Last week I intended to write a post that began, 'Have you noticed how quiet ASH has been of late?'
I refer, of course, to the London-based operation. You couldn't keep ASH Scotland quiet if you bound and gagged all 27 members of staff and left them on a remote Hebridean island without electricity (or a boat).
In England, however, there has barely been a peep out of our old sparring partners. They haven't issued a press release since November and their website hasn't been updated for what seems like ages. (To be fair, they're not alone in this. Forest is currently developing a new site, hence the lack of activity on our old one.)

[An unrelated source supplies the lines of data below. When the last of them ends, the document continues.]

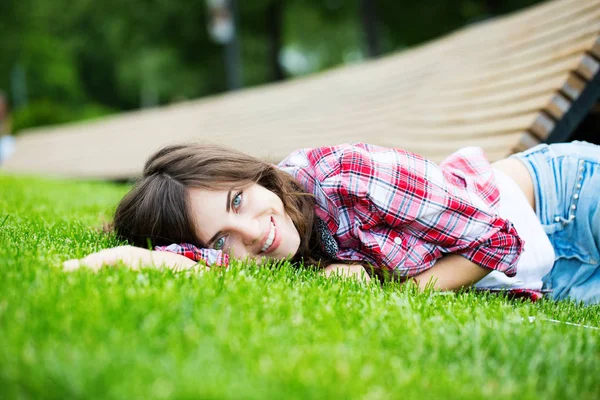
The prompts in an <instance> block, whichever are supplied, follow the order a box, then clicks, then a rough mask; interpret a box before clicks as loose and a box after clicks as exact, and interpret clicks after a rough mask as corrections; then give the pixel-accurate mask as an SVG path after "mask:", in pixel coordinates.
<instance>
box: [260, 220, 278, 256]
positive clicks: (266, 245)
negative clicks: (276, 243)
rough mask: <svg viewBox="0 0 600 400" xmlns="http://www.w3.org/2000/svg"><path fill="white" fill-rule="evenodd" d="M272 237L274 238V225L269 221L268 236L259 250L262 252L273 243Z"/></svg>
mask: <svg viewBox="0 0 600 400" xmlns="http://www.w3.org/2000/svg"><path fill="white" fill-rule="evenodd" d="M273 239H275V225H273V223H272V222H271V230H270V231H269V237H268V238H267V241H266V242H265V245H264V246H263V248H262V249H261V250H260V251H262V252H263V253H264V252H265V251H267V249H268V248H269V247H271V245H272V244H273Z"/></svg>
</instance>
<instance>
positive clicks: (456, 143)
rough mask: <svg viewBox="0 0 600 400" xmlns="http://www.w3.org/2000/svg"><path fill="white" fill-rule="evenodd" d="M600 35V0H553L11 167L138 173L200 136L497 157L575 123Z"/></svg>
mask: <svg viewBox="0 0 600 400" xmlns="http://www.w3.org/2000/svg"><path fill="white" fill-rule="evenodd" d="M599 33H600V0H558V1H550V2H548V3H544V4H541V5H537V6H535V7H532V8H530V9H528V10H526V11H524V12H521V13H519V14H515V15H510V16H506V17H502V18H498V19H496V20H492V21H488V22H485V23H481V24H477V25H473V26H470V27H467V28H465V29H462V30H460V31H457V32H455V33H453V34H450V35H448V36H446V37H445V38H442V39H440V40H437V41H435V42H432V43H430V44H427V45H425V46H421V47H419V48H415V49H410V50H408V51H405V52H403V53H401V54H399V55H393V56H389V57H383V58H381V59H377V60H374V61H370V62H365V63H362V64H360V65H352V66H348V67H344V68H341V69H336V70H331V71H328V72H325V73H321V74H316V75H314V76H310V77H306V78H301V79H295V80H291V81H287V82H283V83H280V84H273V85H267V86H263V87H258V88H253V89H249V90H244V91H241V92H237V93H234V94H224V95H219V96H212V97H210V98H206V99H202V100H198V101H190V102H187V103H183V104H178V105H175V106H171V107H163V108H159V109H154V110H147V111H141V112H135V113H128V114H124V115H122V116H118V117H111V118H107V119H105V120H103V121H100V122H93V123H89V124H75V125H71V126H67V127H64V126H63V127H57V128H53V129H40V130H37V132H42V133H44V135H43V136H39V137H33V136H34V135H26V136H23V137H21V138H19V139H18V146H19V147H18V148H21V149H23V148H25V149H27V153H22V154H23V156H20V158H17V159H15V160H14V161H12V165H13V167H14V166H16V165H20V167H21V168H29V167H31V166H34V167H35V168H34V170H35V169H36V168H37V170H38V171H39V170H44V171H68V172H67V173H69V174H75V175H79V176H90V177H91V176H104V177H115V178H119V177H127V176H131V175H132V174H135V173H136V171H137V172H139V169H140V168H141V166H142V164H143V159H144V158H145V157H147V155H148V154H149V153H151V152H152V151H154V150H156V149H157V148H158V147H160V146H162V145H164V144H165V143H167V142H168V141H170V142H180V141H189V140H195V139H201V140H202V141H212V142H223V143H227V144H229V145H232V146H233V147H236V148H238V149H240V150H244V151H247V152H250V153H251V154H254V155H257V156H259V157H262V158H265V159H268V160H270V161H272V162H276V161H278V160H279V159H281V158H282V157H284V156H285V155H287V154H288V153H289V152H290V151H292V150H294V149H295V148H298V147H313V146H322V145H330V144H337V143H340V142H353V141H367V142H372V143H374V144H379V145H384V146H385V145H387V146H393V147H403V148H407V149H408V150H412V151H416V152H419V153H422V154H423V155H425V156H426V157H429V158H432V159H434V160H437V161H439V160H441V159H443V158H444V157H446V156H447V155H448V154H449V153H450V152H452V151H454V150H457V149H458V148H460V147H463V146H470V145H478V146H481V147H482V148H483V149H484V150H485V151H486V154H487V155H488V157H489V158H490V159H491V160H495V159H499V158H502V157H504V156H506V155H508V154H509V153H510V152H511V151H515V150H524V149H526V148H528V147H531V146H532V145H535V144H537V143H539V142H540V141H543V140H544V139H546V138H548V136H549V135H550V134H552V132H555V133H556V131H554V129H555V126H558V127H560V126H562V125H561V123H563V122H564V121H567V120H568V119H567V118H565V116H567V117H569V114H570V113H572V111H573V107H574V106H573V104H576V102H577V101H578V100H581V98H582V97H585V96H587V93H589V91H585V89H586V86H587V81H588V80H590V79H592V77H593V76H594V75H595V74H597V73H598V70H599V68H600V65H599V62H598V59H599V58H600V40H599ZM563 125H564V124H563ZM32 132H35V131H32ZM47 133H50V135H47ZM125 133H127V134H125ZM160 135H162V136H160ZM151 137H154V138H155V139H153V140H150V139H149V138H151ZM157 137H160V138H162V139H161V140H160V141H157V140H156V138H157ZM82 138H85V140H82ZM115 142H119V143H120V146H119V148H117V149H114V148H112V147H114V146H110V147H111V160H114V162H113V161H111V163H110V165H106V164H107V163H106V162H105V161H104V158H102V160H101V162H102V164H103V165H101V166H100V167H99V166H98V161H100V160H98V153H99V150H98V149H100V148H101V147H102V146H106V145H107V144H108V145H110V144H112V143H115ZM17 154H19V152H18V153H17ZM25 154H26V155H25ZM94 160H96V161H97V162H96V166H95V167H94V165H93V164H94V162H93V161H94ZM9 161H10V160H9ZM19 163H20V164H19ZM117 164H119V165H117Z"/></svg>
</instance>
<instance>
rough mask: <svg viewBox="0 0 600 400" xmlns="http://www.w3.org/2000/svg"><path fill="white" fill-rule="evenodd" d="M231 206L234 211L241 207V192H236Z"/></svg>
mask: <svg viewBox="0 0 600 400" xmlns="http://www.w3.org/2000/svg"><path fill="white" fill-rule="evenodd" d="M231 205H232V206H233V208H235V209H236V210H237V209H238V208H240V206H241V205H242V192H238V194H236V195H235V197H234V198H233V201H232V202H231Z"/></svg>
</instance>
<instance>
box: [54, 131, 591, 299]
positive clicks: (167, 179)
mask: <svg viewBox="0 0 600 400" xmlns="http://www.w3.org/2000/svg"><path fill="white" fill-rule="evenodd" d="M599 168H600V147H598V146H595V145H592V144H589V143H585V142H575V143H569V144H555V145H550V146H548V145H539V146H537V147H535V148H533V149H530V150H528V151H526V152H524V153H520V154H517V155H515V156H512V157H510V158H507V159H504V160H501V161H498V162H495V163H493V164H490V163H489V162H488V161H487V160H486V158H485V156H484V154H483V152H482V151H481V150H480V149H478V148H466V149H463V150H460V151H458V152H456V153H455V154H453V155H451V156H450V157H449V158H447V159H446V160H445V161H444V162H442V163H441V164H440V165H439V166H438V165H436V164H434V163H433V162H430V161H428V160H426V159H423V158H422V157H420V156H418V155H416V154H413V153H410V152H407V151H404V150H400V149H387V148H381V147H377V146H371V145H367V144H352V145H347V144H346V145H340V146H333V147H320V148H313V149H301V150H298V151H295V152H294V153H292V154H291V155H290V156H288V157H287V158H286V159H285V160H283V161H282V162H281V163H280V164H279V165H278V166H277V167H276V166H274V165H271V164H268V163H265V162H263V161H260V160H258V159H256V158H253V157H251V156H248V155H246V154H243V153H240V152H237V151H234V150H231V149H226V148H221V147H216V146H212V145H194V144H191V145H180V146H169V147H166V148H164V149H162V150H160V151H159V152H157V153H156V154H154V155H153V156H152V157H151V158H150V159H149V160H148V162H147V163H146V166H145V168H144V172H143V177H142V178H141V179H140V180H139V181H138V183H137V184H136V185H135V187H134V188H133V189H132V190H131V192H130V193H129V194H127V195H126V196H125V198H124V199H123V200H122V201H121V203H120V204H119V206H118V208H117V210H116V213H115V218H114V228H115V231H116V233H117V235H118V236H119V237H120V238H122V239H125V240H127V241H128V242H129V243H131V244H133V245H134V246H137V247H132V246H121V247H117V248H113V249H107V250H103V251H100V252H98V253H94V254H91V255H89V256H88V257H86V258H84V259H82V260H71V261H68V262H66V263H65V267H66V268H67V269H74V268H78V267H79V266H80V265H86V266H89V267H92V268H98V267H101V266H103V265H111V264H116V263H119V262H123V263H125V264H127V265H129V266H132V267H138V266H140V265H165V266H167V267H170V268H176V269H180V268H188V267H192V266H194V265H195V264H196V263H197V262H198V261H204V262H206V263H207V264H208V265H227V263H228V261H229V257H230V256H231V257H235V258H240V259H254V260H256V261H257V262H263V261H265V260H269V259H277V260H281V259H291V260H292V261H293V262H297V263H298V265H305V266H309V265H319V266H320V267H322V268H324V269H325V271H326V273H328V274H331V273H339V274H343V275H351V276H356V277H357V278H359V279H367V280H368V279H370V276H371V275H373V274H375V275H377V276H381V275H383V273H384V272H393V274H392V275H394V276H396V277H398V278H399V279H401V280H403V279H406V278H412V279H413V280H414V281H415V282H416V283H417V284H418V285H419V286H421V287H425V286H426V285H430V286H431V285H433V287H434V288H437V289H443V290H454V289H460V288H463V287H468V286H471V285H475V286H476V287H478V288H490V289H503V288H508V289H515V288H517V289H533V290H541V291H542V290H543V291H544V292H546V291H550V293H551V296H552V297H553V298H554V299H563V298H571V299H574V300H577V301H584V302H586V303H593V302H598V301H600V251H599V247H600V207H598V204H599V202H598V200H597V199H598V197H597V196H598V193H599V192H600V173H598V172H599ZM149 246H152V247H149ZM148 248H154V250H152V251H151V250H148ZM541 291H540V292H541Z"/></svg>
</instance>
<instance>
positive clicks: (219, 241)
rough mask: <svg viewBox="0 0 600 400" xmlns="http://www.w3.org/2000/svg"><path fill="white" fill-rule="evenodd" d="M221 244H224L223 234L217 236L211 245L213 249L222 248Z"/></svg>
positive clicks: (216, 249) (222, 247) (218, 249)
mask: <svg viewBox="0 0 600 400" xmlns="http://www.w3.org/2000/svg"><path fill="white" fill-rule="evenodd" d="M223 246H225V236H221V237H220V238H218V239H217V240H216V241H215V244H214V245H213V247H214V249H215V250H222V249H223Z"/></svg>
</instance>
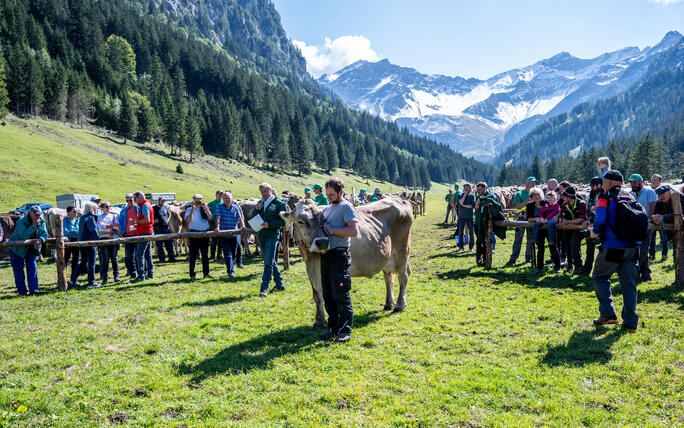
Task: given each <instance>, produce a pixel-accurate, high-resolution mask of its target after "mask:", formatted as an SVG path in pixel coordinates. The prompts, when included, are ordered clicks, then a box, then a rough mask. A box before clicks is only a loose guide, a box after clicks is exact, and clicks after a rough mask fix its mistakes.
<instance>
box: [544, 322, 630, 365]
mask: <svg viewBox="0 0 684 428" xmlns="http://www.w3.org/2000/svg"><path fill="white" fill-rule="evenodd" d="M608 330H610V332H608V333H607V334H605V333H606V332H607V331H608ZM623 334H625V332H624V331H623V330H621V329H620V328H619V327H617V326H616V327H614V328H611V329H608V328H606V327H598V328H596V329H592V330H584V331H577V332H575V333H573V334H572V336H570V339H568V342H567V343H566V344H565V345H558V346H554V347H552V348H549V350H548V352H547V353H546V355H545V356H544V357H543V358H542V359H541V360H540V362H541V363H542V364H545V365H547V366H562V365H572V366H584V365H587V364H592V363H600V364H606V363H608V362H609V361H610V359H611V358H613V353H612V352H610V347H611V346H613V344H614V343H615V342H617V341H618V340H619V339H620V338H621V337H622V335H623Z"/></svg>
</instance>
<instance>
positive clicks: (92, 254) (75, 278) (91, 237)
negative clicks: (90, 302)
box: [69, 202, 100, 288]
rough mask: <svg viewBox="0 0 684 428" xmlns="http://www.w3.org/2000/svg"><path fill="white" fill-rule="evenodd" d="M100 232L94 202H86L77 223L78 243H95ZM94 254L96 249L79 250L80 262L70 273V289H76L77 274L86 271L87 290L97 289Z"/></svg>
mask: <svg viewBox="0 0 684 428" xmlns="http://www.w3.org/2000/svg"><path fill="white" fill-rule="evenodd" d="M99 235H100V231H99V228H98V227H97V205H96V204H95V203H94V202H88V203H86V204H85V206H84V207H83V215H82V216H81V218H80V219H79V221H78V240H79V241H97V240H98V239H99ZM95 254H97V248H95V247H83V248H81V260H80V261H79V263H78V267H77V268H76V270H75V271H73V272H72V273H71V281H69V286H70V287H78V286H79V285H80V284H79V283H78V273H79V272H82V271H84V270H86V269H87V272H88V288H95V287H99V286H100V284H98V283H96V282H95Z"/></svg>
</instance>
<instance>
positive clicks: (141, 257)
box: [135, 233, 154, 279]
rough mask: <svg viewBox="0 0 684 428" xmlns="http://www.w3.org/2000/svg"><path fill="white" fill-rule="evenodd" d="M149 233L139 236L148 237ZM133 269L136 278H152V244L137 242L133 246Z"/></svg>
mask: <svg viewBox="0 0 684 428" xmlns="http://www.w3.org/2000/svg"><path fill="white" fill-rule="evenodd" d="M149 235H152V234H151V233H143V234H141V235H140V236H149ZM135 267H136V270H137V272H138V277H140V278H142V279H145V278H146V277H147V278H152V277H153V276H154V264H153V263H152V243H151V242H149V241H148V242H138V243H137V245H136V246H135Z"/></svg>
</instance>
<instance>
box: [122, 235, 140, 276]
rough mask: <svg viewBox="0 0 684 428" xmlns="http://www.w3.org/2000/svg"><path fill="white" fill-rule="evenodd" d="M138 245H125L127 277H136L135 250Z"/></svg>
mask: <svg viewBox="0 0 684 428" xmlns="http://www.w3.org/2000/svg"><path fill="white" fill-rule="evenodd" d="M137 246H138V244H136V243H129V244H124V264H125V265H126V275H128V276H130V277H134V276H135V275H136V271H135V249H136V247H137Z"/></svg>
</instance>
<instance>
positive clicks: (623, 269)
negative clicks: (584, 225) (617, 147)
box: [591, 170, 640, 331]
mask: <svg viewBox="0 0 684 428" xmlns="http://www.w3.org/2000/svg"><path fill="white" fill-rule="evenodd" d="M622 180H623V178H622V174H620V172H619V171H615V170H612V171H608V172H606V174H605V175H604V176H603V188H604V189H607V190H608V191H607V192H606V193H602V194H601V196H599V199H598V202H597V204H596V218H595V219H594V225H593V230H592V231H591V237H592V238H598V237H600V238H601V247H600V249H599V253H598V255H597V256H596V262H595V263H594V273H593V275H592V278H593V279H594V291H595V292H596V298H597V299H598V301H599V312H600V316H599V317H598V318H597V319H595V320H594V324H595V325H606V324H617V322H618V321H617V314H616V313H615V305H614V304H613V294H612V291H611V289H610V277H611V276H612V275H613V273H615V272H617V273H618V276H619V277H620V287H621V288H622V299H623V307H622V321H623V324H622V328H623V329H625V330H627V331H635V330H636V329H637V327H638V324H639V315H637V313H636V304H637V288H636V284H637V279H638V277H639V246H640V243H639V242H623V241H621V240H619V239H618V237H617V236H616V235H615V231H614V229H615V225H616V219H617V199H618V197H631V195H629V194H627V193H624V192H623V193H622V194H621V187H622Z"/></svg>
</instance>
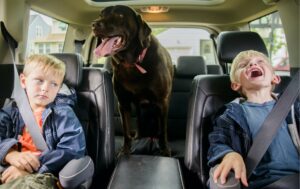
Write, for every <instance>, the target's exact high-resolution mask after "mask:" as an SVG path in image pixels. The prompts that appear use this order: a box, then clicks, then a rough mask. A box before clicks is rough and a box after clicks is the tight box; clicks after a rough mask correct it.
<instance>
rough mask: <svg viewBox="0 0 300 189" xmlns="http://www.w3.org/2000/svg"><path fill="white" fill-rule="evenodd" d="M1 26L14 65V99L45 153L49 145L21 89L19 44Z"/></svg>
mask: <svg viewBox="0 0 300 189" xmlns="http://www.w3.org/2000/svg"><path fill="white" fill-rule="evenodd" d="M0 26H1V32H2V35H3V38H4V39H5V41H6V42H7V44H8V46H9V49H10V52H11V55H12V60H13V64H14V89H13V93H12V98H14V100H15V101H16V103H17V106H18V109H19V111H20V114H21V116H22V118H23V120H24V123H25V125H26V126H27V128H28V131H29V133H30V135H31V138H32V140H33V142H34V144H35V146H36V148H37V149H38V150H40V151H44V150H46V149H48V147H47V144H46V142H45V140H44V138H43V136H42V133H41V131H40V128H39V126H38V125H37V122H36V121H35V118H34V115H33V112H32V109H31V107H30V104H29V101H28V98H27V95H26V93H25V90H24V89H23V88H22V87H21V84H20V78H19V74H18V70H17V66H16V62H15V49H16V48H17V46H18V43H17V42H16V41H15V40H14V38H13V37H12V36H11V35H10V34H9V33H8V31H7V30H6V28H5V26H4V23H3V22H2V21H1V23H0Z"/></svg>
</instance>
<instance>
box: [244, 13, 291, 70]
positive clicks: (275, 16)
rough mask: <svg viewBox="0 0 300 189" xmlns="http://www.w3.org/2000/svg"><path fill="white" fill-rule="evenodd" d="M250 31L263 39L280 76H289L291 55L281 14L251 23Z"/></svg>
mask: <svg viewBox="0 0 300 189" xmlns="http://www.w3.org/2000/svg"><path fill="white" fill-rule="evenodd" d="M250 29H251V31H255V32H257V33H259V34H260V36H261V37H262V38H263V40H264V42H265V44H266V46H267V49H268V52H269V57H270V59H271V61H272V65H273V67H274V69H275V71H276V72H277V73H278V74H279V75H287V74H289V71H290V64H289V55H288V49H287V43H286V38H285V34H284V30H283V26H282V22H281V19H280V16H279V13H278V12H274V13H272V14H269V15H267V16H264V17H261V18H259V19H257V20H254V21H252V22H250Z"/></svg>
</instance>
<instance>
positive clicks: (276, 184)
mask: <svg viewBox="0 0 300 189" xmlns="http://www.w3.org/2000/svg"><path fill="white" fill-rule="evenodd" d="M299 179H300V175H299V173H296V174H292V175H288V176H285V177H282V178H281V179H279V180H277V181H275V182H273V183H271V184H269V185H268V186H266V187H264V188H263V189H275V188H276V189H287V188H288V189H299V187H300V186H299V185H300V182H299Z"/></svg>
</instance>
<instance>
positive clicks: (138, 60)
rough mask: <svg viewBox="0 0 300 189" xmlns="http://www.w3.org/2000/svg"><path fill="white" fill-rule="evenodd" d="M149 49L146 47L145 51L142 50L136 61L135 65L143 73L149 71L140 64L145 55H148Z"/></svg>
mask: <svg viewBox="0 0 300 189" xmlns="http://www.w3.org/2000/svg"><path fill="white" fill-rule="evenodd" d="M147 49H148V48H144V49H143V51H142V52H141V54H140V55H139V57H138V59H137V61H136V63H134V65H135V67H136V68H137V69H138V70H139V71H140V72H141V73H142V74H145V73H147V71H146V70H145V69H144V68H143V67H142V66H140V65H139V64H140V63H142V61H143V59H144V57H145V55H146V52H147Z"/></svg>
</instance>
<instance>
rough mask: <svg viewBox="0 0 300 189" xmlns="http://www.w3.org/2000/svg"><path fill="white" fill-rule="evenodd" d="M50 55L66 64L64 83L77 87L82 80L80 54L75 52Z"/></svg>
mask: <svg viewBox="0 0 300 189" xmlns="http://www.w3.org/2000/svg"><path fill="white" fill-rule="evenodd" d="M51 55H53V56H55V57H56V58H58V59H60V60H61V61H63V62H64V63H65V64H66V75H65V79H64V83H66V84H67V85H68V86H69V87H73V88H77V87H78V86H79V84H80V83H81V80H82V67H83V58H82V56H81V55H80V54H75V53H52V54H51Z"/></svg>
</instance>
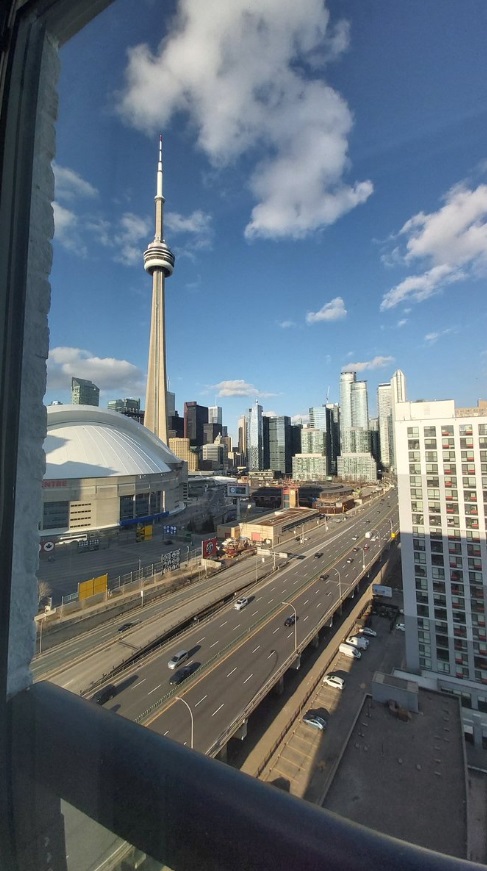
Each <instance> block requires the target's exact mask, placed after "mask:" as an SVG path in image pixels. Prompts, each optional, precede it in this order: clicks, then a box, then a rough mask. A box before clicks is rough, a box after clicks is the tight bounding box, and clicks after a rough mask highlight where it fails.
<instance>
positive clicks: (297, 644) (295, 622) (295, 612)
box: [281, 602, 298, 653]
mask: <svg viewBox="0 0 487 871" xmlns="http://www.w3.org/2000/svg"><path fill="white" fill-rule="evenodd" d="M281 604H282V605H288V606H289V607H290V608H292V609H293V611H294V652H295V653H297V652H298V612H297V611H296V608H295V607H294V605H293V603H292V602H282V603H281Z"/></svg>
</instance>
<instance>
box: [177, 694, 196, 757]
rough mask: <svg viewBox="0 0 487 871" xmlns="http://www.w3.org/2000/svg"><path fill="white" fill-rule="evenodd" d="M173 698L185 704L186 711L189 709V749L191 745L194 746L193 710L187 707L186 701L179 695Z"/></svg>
mask: <svg viewBox="0 0 487 871" xmlns="http://www.w3.org/2000/svg"><path fill="white" fill-rule="evenodd" d="M175 700H176V701H177V702H182V703H183V705H186V707H187V709H188V711H189V716H190V717H191V750H193V747H194V718H193V711H192V710H191V708H190V707H189V705H188V703H187V702H186V701H185V700H184V699H182V698H181V696H175Z"/></svg>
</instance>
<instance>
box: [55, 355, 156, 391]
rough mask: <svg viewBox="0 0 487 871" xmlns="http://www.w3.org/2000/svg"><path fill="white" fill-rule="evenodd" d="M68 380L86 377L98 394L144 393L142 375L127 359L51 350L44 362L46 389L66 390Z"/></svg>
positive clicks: (142, 377)
mask: <svg viewBox="0 0 487 871" xmlns="http://www.w3.org/2000/svg"><path fill="white" fill-rule="evenodd" d="M72 377H78V378H87V379H88V380H89V381H93V382H94V383H95V384H96V386H97V387H99V388H100V390H101V391H108V390H110V391H112V392H117V393H119V394H120V395H123V396H138V395H140V394H141V393H143V392H145V375H144V373H143V372H142V371H141V370H140V369H138V368H137V366H134V365H133V363H129V362H128V361H127V360H117V359H114V358H113V357H96V356H94V355H93V354H92V353H91V351H86V350H83V349H82V348H69V347H57V348H51V350H50V352H49V358H48V361H47V385H48V390H70V389H71V378H72Z"/></svg>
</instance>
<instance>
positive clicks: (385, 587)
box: [372, 584, 392, 599]
mask: <svg viewBox="0 0 487 871" xmlns="http://www.w3.org/2000/svg"><path fill="white" fill-rule="evenodd" d="M372 594H373V595H374V596H384V597H385V598H386V599H392V587H384V585H383V584H372Z"/></svg>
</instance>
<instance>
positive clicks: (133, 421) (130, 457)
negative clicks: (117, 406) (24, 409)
mask: <svg viewBox="0 0 487 871" xmlns="http://www.w3.org/2000/svg"><path fill="white" fill-rule="evenodd" d="M44 450H45V452H46V473H45V476H44V477H45V478H47V479H51V480H53V479H60V478H100V477H101V478H110V477H118V476H121V475H153V474H155V473H157V472H169V471H171V469H174V466H175V465H176V466H177V467H179V466H180V465H181V460H180V459H179V457H176V456H175V455H174V454H173V453H172V451H170V450H169V448H168V447H167V446H166V445H165V444H164V442H162V441H161V440H160V439H158V438H157V436H155V435H154V434H153V433H151V432H150V431H149V430H148V429H146V428H145V427H144V426H142V425H141V424H140V423H137V421H135V420H132V419H131V418H130V417H126V415H124V414H120V413H119V412H117V411H109V410H108V409H105V408H97V407H95V406H94V405H50V406H49V407H48V409H47V437H46V439H45V442H44Z"/></svg>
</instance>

Last year it was noticeable too that other tobacco control groups were doing more and more of what I like to call ASH's "dirty work".
Anyway, several theories are doing the rounds, including the preposterous suggestion that Deborah Arnott & Co are too busy drafting the new tobacco control paper for the Department of Health.
I couldn't possibly comment.
On Thursday, however, something stirred. According to Campaign (ASH blames ad spend freeze for failures to quit smoking), ASH seem to believe that the number of people who quit smoking is linked directly to the amount of public money spent on anti-smoking advertisements.
The advertising industry will no doubt endorse this view because it wants the money, but it's not shared by everyone. Chris Snowdon, for example, has this to say: How thick do ASH think we are? he asks.